1. An aqueous organic-inorganic composite resin derived from:

(A) an inorganic moiety comprising (a)₁) Siloxane monomer, and (a)₂) Siloxane oligomer, and

(B) an organic moiety comprising (b)₁) (meth) acrylic acid monomer, and (b)₂) (meth) acrylic acid ester-based monomers,

wherein the (a)₂) The siloxane oligomer has the structure of formula (III):

wherein each R³May be the same or different and are each independently methyl or phenyl; each R⁴May be the same or different and are each independently H, methyl or ethyl; and m is an integer of 2 to 20,

wherein the (b)₂) The (meth) acrylate-based monomer comprises a monomer of formula (IV):

wherein A is C having a hydroxyl group₂To C₆Alkylene radical, R⁸Is H or methyl, and R⁹、R¹⁰And R¹¹Each independently is C₁To C₈Alkyl radical

And the number of the first and second electrodes,

wherein the (a) is based on the total solid content weight of the inorganic portion₂) The content of siloxane oligomer is 25 to 60 wt%; wherein (b) is based on the total solid weight of the organic portion₁) The content of (meth) acrylic acid monomer is 5 to 25 wt%; the content of the monomer of formula (IV) is 5 to 30 wt%; and the weight ratio of the solids content of the inorganic portion to the organic portion is from 2:8 to 8:2,

wherein the (a)₁) The siloxane monomer has the structure of formula (I):

(R¹)_nSi(OR²)_4-na compound of the formula (I),

wherein R is¹Each independently of the other being H, phenyl, C_1-6Alkyl or an organic radical having an amino, epoxy, vinyl, isocyanate, mercapto or (meth) acryloyloxy group, R²Is C_1-3Alkyl, and n is an integer of 0 to 3.

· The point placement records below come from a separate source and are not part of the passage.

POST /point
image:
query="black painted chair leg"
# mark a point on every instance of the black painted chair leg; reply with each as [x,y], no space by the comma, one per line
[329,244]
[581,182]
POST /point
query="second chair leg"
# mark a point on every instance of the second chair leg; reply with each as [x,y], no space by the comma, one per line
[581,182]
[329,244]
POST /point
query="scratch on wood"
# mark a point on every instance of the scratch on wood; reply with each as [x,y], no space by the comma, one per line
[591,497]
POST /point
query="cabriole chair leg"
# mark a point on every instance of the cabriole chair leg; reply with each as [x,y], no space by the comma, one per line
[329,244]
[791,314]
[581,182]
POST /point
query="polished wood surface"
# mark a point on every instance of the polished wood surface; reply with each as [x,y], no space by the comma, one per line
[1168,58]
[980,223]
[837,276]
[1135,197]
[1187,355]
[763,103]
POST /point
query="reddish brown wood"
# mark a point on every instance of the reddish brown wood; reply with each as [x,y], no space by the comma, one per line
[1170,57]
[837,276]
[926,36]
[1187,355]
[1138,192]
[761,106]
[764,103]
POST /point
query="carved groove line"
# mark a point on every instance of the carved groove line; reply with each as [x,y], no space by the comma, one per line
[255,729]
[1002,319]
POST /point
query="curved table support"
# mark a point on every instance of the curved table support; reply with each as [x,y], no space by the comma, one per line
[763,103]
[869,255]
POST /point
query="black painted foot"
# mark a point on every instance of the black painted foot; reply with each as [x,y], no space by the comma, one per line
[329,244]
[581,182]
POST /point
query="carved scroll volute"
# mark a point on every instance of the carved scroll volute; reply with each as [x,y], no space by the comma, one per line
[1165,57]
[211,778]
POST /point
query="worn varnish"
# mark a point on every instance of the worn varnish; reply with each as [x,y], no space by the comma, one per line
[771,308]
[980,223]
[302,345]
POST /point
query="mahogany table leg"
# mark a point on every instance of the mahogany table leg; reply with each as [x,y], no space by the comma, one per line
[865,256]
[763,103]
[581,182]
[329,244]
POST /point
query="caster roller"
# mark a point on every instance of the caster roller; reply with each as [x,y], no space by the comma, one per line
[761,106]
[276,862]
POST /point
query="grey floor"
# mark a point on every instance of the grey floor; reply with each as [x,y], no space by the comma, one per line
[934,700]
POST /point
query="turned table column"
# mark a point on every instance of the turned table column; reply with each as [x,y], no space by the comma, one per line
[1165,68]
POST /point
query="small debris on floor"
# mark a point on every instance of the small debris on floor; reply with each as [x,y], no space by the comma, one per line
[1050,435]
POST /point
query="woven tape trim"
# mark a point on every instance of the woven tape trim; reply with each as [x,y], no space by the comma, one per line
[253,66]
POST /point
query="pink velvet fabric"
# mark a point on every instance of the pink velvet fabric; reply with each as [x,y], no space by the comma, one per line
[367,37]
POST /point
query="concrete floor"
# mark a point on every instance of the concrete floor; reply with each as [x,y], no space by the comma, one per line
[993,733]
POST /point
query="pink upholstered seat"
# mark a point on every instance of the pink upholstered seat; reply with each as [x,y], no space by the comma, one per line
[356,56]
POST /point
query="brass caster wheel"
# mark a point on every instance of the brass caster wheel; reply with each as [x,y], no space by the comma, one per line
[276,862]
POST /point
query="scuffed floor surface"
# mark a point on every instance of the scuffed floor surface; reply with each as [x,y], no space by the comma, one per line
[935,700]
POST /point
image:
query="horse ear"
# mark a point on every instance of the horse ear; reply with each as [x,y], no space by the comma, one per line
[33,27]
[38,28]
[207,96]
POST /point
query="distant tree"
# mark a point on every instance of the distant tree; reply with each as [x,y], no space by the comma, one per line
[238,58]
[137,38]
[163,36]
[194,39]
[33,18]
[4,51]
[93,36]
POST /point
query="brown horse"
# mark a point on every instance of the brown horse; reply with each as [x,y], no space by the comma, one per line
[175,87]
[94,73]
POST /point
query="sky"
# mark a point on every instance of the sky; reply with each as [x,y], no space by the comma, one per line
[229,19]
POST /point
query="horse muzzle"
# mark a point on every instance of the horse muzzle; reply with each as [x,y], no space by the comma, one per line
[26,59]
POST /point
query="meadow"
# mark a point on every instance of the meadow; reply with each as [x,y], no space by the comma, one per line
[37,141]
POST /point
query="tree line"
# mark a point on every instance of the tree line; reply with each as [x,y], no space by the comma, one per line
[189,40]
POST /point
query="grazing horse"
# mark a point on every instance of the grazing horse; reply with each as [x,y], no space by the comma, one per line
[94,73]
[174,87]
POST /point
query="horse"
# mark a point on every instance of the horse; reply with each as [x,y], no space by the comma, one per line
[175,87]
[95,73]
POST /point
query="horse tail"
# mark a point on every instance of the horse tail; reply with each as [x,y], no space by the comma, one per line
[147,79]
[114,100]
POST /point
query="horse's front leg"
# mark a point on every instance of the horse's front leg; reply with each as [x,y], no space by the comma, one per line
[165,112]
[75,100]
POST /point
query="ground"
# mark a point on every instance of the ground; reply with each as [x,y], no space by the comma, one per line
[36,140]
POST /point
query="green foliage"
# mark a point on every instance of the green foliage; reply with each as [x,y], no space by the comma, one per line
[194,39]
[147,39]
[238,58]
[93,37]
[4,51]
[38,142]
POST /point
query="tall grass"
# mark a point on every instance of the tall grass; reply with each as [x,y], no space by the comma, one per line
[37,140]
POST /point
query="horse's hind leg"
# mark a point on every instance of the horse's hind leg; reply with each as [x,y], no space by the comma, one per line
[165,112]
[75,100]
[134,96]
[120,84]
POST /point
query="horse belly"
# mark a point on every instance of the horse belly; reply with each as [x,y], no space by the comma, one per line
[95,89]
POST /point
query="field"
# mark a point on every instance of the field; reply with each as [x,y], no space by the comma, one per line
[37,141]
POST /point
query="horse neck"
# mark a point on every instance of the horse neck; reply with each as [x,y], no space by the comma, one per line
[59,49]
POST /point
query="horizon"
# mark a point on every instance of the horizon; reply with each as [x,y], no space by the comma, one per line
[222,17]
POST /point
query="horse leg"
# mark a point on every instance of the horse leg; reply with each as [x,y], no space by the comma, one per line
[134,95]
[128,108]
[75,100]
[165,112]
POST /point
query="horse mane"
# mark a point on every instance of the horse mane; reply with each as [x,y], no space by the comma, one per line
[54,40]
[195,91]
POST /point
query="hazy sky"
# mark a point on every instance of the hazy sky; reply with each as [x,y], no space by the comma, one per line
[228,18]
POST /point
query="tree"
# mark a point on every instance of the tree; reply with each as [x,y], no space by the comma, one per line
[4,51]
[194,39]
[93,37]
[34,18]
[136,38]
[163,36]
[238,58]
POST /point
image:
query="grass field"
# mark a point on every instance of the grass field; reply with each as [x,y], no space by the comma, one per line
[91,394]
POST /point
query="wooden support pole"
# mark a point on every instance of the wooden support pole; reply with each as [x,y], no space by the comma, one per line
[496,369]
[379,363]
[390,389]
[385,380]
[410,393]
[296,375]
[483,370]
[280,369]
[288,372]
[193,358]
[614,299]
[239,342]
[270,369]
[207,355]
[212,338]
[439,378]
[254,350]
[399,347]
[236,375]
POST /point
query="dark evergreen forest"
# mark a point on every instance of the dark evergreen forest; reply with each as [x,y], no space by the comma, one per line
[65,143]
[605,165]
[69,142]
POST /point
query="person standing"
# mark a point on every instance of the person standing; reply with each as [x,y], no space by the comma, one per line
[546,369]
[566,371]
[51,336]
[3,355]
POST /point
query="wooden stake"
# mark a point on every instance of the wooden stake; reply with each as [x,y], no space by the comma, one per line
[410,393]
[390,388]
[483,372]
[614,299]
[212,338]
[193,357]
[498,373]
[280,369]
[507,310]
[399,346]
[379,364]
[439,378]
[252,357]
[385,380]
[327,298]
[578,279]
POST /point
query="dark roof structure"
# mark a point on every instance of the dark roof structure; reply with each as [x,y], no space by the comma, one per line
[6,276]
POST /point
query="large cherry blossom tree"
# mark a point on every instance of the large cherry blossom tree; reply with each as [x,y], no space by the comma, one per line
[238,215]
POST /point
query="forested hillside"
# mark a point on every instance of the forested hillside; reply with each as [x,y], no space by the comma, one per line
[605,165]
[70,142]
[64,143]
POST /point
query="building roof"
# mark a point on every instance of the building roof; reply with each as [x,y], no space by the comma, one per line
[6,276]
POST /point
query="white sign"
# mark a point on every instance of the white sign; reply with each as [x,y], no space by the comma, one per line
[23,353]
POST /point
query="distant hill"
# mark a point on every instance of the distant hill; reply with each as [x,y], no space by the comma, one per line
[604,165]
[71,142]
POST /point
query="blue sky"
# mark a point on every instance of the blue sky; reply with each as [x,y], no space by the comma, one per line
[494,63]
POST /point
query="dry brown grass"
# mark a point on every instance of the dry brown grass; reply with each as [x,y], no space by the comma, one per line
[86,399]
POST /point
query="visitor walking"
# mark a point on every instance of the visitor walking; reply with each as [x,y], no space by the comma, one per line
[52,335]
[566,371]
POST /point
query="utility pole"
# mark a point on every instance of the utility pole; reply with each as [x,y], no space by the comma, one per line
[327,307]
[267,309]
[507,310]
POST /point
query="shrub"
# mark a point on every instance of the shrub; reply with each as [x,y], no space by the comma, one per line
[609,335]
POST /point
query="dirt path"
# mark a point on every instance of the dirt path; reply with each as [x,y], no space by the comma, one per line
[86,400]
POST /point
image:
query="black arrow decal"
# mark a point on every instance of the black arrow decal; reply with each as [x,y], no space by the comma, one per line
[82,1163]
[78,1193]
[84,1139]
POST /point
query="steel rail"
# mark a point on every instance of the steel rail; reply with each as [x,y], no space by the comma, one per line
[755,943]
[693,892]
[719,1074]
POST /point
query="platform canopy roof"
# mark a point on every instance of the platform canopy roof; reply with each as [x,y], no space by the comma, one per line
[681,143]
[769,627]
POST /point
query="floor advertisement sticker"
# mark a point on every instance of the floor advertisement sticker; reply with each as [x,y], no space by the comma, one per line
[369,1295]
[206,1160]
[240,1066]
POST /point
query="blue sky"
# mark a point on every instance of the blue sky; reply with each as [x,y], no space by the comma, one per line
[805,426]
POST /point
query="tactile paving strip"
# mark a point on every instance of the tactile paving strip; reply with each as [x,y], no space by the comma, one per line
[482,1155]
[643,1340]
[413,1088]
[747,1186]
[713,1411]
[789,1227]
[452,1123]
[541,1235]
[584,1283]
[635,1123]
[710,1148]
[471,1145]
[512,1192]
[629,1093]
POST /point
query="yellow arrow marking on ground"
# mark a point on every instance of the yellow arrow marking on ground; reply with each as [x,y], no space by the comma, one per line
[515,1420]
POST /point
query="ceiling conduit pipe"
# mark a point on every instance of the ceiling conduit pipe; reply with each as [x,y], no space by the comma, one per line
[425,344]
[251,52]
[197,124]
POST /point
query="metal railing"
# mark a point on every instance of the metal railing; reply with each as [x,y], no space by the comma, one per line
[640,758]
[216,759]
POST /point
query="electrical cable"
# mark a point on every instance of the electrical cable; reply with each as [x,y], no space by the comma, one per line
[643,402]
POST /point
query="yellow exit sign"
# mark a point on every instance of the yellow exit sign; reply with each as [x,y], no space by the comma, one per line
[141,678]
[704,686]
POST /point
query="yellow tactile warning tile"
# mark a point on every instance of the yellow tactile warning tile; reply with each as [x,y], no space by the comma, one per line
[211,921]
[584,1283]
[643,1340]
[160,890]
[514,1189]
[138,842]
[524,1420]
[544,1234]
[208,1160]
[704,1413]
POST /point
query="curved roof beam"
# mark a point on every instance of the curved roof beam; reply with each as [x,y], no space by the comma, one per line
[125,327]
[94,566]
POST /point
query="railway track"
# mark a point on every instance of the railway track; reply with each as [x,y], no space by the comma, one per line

2. The aqueous organic-inorganic composite resin according to claim 1, wherein R is¹Is H, methyl, ethyl, vinyl, N- (. beta. -aminoethyl) -. gamma. -aminopropyl,. gamma. -glycidoxypropyl,. beta. - (3,4-epoxycyclohexyl) ethyl, 3- (methacryloyloxy) propyl or mercaptopropyl, and R²Is methyl or ethyl.

3. The aqueous organic-inorganic composite resin according to claim 1, wherein the (a) is₂) The siloxane oligomer has a weight average molecular weight of 500 to 5000.

4. The aqueous organic-inorganic composite resin according to claim 1, wherein A in the monomer of formula (IV) is C having a primary hydroxyl group or a secondary hydroxyl group₂To C₆Alkylene radical, R⁹Is methyl, and R¹⁰And R¹¹The total number of carbon atoms of (a) is 3 to 9.

5. A coating composition comprising the aqueous organic-inorganic composite resin according to any one of claims 1 to 4.

6. The coating composition of claim 5, further comprising inorganic particles, wherein the inorganic particles are selected from the group consisting of titanium dioxide, zirconium oxide, silicon dioxide, zinc oxide, strontium titanate, indium tin oxide, antimony tin oxide, lanthanum hexaboride, tungsten oxide, and combinations of any two or more of the foregoing.